La produzione editoriale sugli ospedali psichiatrici comprende studi storici, saggi di psichiatria, ricerche sociologiche e testimonianze che ricostruiscono l'evoluzione dell'assistenza alla salute mentale. Alcuni titoli approfondiscono la storia dei manicomi, analizzando l'organizzazione delle strutture, le pratiche di ricovero e le condizioni di vita dei pazienti in Europa e in Italia. Una parte dei volumi esamina la riforma psichiatrica italiana, illustrando il pensiero di Franco Basaglia, la trasformazione dei servizi territoriali e gli effetti della Legge 180 del 1978 sul sistema sanitario. Sono presenti studi dedicati all'organizzazione contemporanea della salute mentale, che descrivono il ruolo dei Dipartimenti di Salute Mentale, dei Centri di Salute Mentale e dei reparti ospedalieri di psichiatria, distinguendo il modello attuale dalle istituzioni manicomiali. Trova spazio anche l'analisi del quadro internazionale, con opere che confrontano differenti modelli assistenziali. Questa selezione interessa a chi desidera comprendere il tema attraverso fonti storiche, giuridiche, mediche e sociali.
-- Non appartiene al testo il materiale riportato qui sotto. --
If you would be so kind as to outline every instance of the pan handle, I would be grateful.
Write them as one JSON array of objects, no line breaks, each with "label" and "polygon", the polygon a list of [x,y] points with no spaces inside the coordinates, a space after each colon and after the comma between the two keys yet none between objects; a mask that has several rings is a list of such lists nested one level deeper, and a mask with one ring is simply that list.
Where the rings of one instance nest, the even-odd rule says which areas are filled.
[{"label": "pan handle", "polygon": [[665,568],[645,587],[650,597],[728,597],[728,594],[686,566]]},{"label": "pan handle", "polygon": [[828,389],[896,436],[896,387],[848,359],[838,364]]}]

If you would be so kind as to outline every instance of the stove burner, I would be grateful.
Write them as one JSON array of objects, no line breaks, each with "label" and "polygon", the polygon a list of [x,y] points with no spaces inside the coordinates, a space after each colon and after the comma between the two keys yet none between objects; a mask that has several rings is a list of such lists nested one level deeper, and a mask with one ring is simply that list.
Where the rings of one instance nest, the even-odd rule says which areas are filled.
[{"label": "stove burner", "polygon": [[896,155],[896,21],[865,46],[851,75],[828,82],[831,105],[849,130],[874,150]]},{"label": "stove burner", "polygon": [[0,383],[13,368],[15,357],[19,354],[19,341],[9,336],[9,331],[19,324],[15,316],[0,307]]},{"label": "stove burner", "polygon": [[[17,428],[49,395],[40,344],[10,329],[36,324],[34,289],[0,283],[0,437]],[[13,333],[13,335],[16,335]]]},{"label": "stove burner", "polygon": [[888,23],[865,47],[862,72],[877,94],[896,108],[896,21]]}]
Gli ospedali psichiatrici sono oggetto di studio nella storia della medicina, nella psichiatria, nel diritto sanitario e nelle scienze sociali. La Legge 180, approvata nel 1978, avviò in Italia il superamento degli ospedali psichiatrici, successivamente integrata nel Servizio Sanitario Nazionale istituito nello stesso anno. Le ricerche affrontano anche i diritti dei pazienti, la deistituzionalizzazione e l'evoluzione delle politiche pubbliche sulla salute mentale. Ulteriori approfondimenti riguardano il rapporto tra assistenza ospedaliera e servizi territoriali, la storia della contenzione, la riabilitazione psicosociale e l'inclusione nella comunità.